The same process occurs if the de-identified data of a patient comes from different organizations. Organization A and B can tokenize their specific de-identified PHIs. Both of the data sets undergo a second tokenization process that makes them matchable. So, if these two data sets are sent to a third organization, they will be able to place de-identified data of a specific individual in the same group. Obviously, tokenization must not be reversible.
Tokenization and matching de-identified records suggested by Datavant
De-identified PHI data finds its use across research organizations
Protecting your clients’ information is only one of the many reasons for de-identifying PHI. It also allows your company to share this data among its departments and other third-party organizations for research, marketing, and public health purposes. Here are some ways in which de-identified data use cases:
De-identified PHI is valuable in the medical field, and it is at the center of research that has led to many breakthroughs and discoveries which improve patient care.
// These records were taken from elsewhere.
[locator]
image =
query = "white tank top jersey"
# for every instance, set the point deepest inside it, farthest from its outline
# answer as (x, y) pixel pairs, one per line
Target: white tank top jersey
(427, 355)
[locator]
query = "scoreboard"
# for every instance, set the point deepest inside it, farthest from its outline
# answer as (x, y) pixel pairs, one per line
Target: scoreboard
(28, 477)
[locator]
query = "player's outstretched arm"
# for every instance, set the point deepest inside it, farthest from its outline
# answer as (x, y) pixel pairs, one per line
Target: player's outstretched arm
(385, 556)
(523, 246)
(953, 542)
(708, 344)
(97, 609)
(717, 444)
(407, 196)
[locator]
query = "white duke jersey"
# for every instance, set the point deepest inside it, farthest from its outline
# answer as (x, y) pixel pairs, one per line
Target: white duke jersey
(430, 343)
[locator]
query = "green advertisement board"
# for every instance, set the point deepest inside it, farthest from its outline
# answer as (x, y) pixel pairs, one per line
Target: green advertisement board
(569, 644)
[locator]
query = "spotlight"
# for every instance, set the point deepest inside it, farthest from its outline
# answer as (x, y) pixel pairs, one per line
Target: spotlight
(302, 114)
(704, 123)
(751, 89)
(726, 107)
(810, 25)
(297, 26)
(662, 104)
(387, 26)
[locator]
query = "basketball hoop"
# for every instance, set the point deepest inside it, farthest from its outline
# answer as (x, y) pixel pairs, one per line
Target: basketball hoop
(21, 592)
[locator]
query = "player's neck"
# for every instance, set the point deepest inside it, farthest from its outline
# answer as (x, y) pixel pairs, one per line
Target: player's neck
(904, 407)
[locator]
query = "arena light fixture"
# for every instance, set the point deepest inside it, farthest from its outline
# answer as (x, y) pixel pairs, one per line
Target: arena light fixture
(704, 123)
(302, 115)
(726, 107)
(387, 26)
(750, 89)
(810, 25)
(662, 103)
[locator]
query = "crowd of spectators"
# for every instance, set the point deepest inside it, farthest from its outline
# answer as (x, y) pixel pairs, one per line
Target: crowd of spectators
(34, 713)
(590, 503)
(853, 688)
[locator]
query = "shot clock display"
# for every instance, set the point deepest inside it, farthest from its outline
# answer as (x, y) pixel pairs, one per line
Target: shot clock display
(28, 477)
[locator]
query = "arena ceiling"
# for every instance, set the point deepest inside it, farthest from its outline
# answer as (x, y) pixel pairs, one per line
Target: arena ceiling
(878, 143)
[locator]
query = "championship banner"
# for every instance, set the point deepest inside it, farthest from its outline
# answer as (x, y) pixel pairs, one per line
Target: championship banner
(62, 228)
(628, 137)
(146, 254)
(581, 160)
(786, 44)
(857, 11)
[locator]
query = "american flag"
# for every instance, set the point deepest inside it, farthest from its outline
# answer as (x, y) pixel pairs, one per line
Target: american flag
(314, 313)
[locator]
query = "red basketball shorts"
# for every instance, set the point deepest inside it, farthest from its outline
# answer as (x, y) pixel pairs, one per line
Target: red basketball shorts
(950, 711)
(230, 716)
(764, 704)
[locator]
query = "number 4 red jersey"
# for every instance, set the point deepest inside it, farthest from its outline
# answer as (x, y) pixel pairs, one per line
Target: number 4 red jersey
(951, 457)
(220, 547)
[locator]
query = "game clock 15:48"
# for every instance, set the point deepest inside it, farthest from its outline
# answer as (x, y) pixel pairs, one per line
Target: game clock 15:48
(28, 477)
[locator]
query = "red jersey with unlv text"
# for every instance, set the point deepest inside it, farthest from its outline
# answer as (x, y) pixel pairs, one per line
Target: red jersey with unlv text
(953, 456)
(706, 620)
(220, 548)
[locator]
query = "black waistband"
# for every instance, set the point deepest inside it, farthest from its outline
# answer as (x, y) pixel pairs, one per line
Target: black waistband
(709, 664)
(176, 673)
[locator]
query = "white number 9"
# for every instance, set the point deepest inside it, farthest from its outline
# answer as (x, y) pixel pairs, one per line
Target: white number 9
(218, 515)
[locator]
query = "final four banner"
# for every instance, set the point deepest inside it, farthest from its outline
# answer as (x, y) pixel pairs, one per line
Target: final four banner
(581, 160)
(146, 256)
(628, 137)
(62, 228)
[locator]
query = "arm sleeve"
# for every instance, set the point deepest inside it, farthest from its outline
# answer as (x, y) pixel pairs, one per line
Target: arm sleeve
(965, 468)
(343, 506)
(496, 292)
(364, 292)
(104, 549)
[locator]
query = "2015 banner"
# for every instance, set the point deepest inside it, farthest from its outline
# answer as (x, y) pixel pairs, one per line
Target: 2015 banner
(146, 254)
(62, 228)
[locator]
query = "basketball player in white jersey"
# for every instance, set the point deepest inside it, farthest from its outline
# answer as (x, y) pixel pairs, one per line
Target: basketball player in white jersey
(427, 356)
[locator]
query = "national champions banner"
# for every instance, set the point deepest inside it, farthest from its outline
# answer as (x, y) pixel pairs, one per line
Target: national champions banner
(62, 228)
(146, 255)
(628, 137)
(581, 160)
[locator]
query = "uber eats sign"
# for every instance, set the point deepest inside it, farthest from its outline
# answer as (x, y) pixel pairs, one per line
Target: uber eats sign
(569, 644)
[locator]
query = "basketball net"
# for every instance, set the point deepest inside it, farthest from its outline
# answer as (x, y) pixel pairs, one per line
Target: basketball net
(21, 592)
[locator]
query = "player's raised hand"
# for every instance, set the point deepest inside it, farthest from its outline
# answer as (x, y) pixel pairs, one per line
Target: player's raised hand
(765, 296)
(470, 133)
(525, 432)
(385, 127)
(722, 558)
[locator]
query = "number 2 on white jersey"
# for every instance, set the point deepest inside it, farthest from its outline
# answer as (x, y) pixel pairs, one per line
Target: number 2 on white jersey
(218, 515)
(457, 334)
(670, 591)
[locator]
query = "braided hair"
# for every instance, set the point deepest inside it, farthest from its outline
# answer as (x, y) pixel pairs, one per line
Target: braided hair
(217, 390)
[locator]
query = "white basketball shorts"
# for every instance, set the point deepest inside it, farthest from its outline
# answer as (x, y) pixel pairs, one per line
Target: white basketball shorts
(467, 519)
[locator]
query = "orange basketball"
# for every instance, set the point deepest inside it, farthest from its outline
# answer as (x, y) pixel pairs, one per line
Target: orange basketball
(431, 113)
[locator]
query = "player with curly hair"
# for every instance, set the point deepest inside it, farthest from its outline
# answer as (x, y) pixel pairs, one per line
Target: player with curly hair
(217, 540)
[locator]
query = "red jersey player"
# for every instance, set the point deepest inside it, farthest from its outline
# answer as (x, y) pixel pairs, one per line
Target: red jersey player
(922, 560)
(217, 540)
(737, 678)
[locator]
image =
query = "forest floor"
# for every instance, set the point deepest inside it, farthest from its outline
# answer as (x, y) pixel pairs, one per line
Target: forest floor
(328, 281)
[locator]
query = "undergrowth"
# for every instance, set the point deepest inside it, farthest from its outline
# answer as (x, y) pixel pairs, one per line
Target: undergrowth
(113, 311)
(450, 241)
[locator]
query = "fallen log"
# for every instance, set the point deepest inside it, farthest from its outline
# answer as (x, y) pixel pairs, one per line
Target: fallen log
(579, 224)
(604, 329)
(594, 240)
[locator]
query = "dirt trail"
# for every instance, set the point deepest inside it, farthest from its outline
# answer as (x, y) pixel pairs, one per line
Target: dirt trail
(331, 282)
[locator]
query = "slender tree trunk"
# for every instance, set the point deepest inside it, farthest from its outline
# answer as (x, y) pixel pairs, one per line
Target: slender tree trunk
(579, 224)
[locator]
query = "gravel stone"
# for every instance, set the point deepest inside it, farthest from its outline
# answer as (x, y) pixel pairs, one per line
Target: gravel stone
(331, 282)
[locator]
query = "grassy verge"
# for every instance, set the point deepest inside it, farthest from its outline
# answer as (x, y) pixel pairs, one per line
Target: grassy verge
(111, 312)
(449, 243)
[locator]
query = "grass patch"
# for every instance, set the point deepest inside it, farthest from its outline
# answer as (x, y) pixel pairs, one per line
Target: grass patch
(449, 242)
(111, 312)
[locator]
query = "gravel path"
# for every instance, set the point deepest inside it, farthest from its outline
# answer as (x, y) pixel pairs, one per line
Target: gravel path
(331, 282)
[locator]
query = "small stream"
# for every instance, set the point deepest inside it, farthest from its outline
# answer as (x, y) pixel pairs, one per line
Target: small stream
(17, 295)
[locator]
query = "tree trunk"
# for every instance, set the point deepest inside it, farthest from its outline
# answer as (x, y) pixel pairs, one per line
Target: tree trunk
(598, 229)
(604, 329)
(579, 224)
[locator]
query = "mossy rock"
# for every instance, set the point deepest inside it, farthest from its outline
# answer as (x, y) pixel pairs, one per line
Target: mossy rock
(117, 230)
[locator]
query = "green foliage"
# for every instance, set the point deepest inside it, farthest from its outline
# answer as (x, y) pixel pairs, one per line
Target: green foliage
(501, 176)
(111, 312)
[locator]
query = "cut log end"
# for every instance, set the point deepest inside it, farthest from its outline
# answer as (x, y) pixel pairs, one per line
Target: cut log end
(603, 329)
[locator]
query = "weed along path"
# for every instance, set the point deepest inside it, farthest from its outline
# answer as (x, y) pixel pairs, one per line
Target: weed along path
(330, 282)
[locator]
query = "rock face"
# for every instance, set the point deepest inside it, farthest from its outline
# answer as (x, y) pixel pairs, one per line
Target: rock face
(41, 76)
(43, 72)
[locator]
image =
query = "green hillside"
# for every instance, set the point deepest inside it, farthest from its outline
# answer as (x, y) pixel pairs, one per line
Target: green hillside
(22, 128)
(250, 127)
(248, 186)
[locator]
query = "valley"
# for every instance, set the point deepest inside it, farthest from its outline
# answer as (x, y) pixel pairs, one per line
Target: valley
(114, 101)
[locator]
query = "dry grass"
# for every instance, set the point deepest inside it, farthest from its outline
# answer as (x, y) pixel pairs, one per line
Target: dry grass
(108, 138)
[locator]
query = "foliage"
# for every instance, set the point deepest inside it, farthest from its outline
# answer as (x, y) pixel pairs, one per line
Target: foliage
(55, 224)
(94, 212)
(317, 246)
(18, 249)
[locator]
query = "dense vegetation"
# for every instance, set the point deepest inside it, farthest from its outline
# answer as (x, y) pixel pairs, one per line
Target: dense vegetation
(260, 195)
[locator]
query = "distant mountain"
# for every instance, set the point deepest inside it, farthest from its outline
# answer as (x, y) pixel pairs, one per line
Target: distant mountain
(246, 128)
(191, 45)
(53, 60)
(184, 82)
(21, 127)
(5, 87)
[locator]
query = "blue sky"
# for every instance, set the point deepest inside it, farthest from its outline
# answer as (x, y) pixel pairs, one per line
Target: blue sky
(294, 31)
For example, Kaiser Permanente uses de-identified PHI in partnership with Samsung to improve remote monitoring of cardiac patients in rehab. Results show a lower readmission rate when using a smartwatch-based program as opposed to the traditional rehabilitation regimens.
Also, Mayo Clinic launched a partnership with Massachusetts-based startup Nference to sell algorithms for the early detection of heart diseases.
Innovation partnerships that use de-identified data also have the potential for many other breakthroughs in medical research. McKinsey estimates that AI and machine learning using de-identified health records could save the US medical industry $100 billion annually by improving the efficiency of clinical trials and research.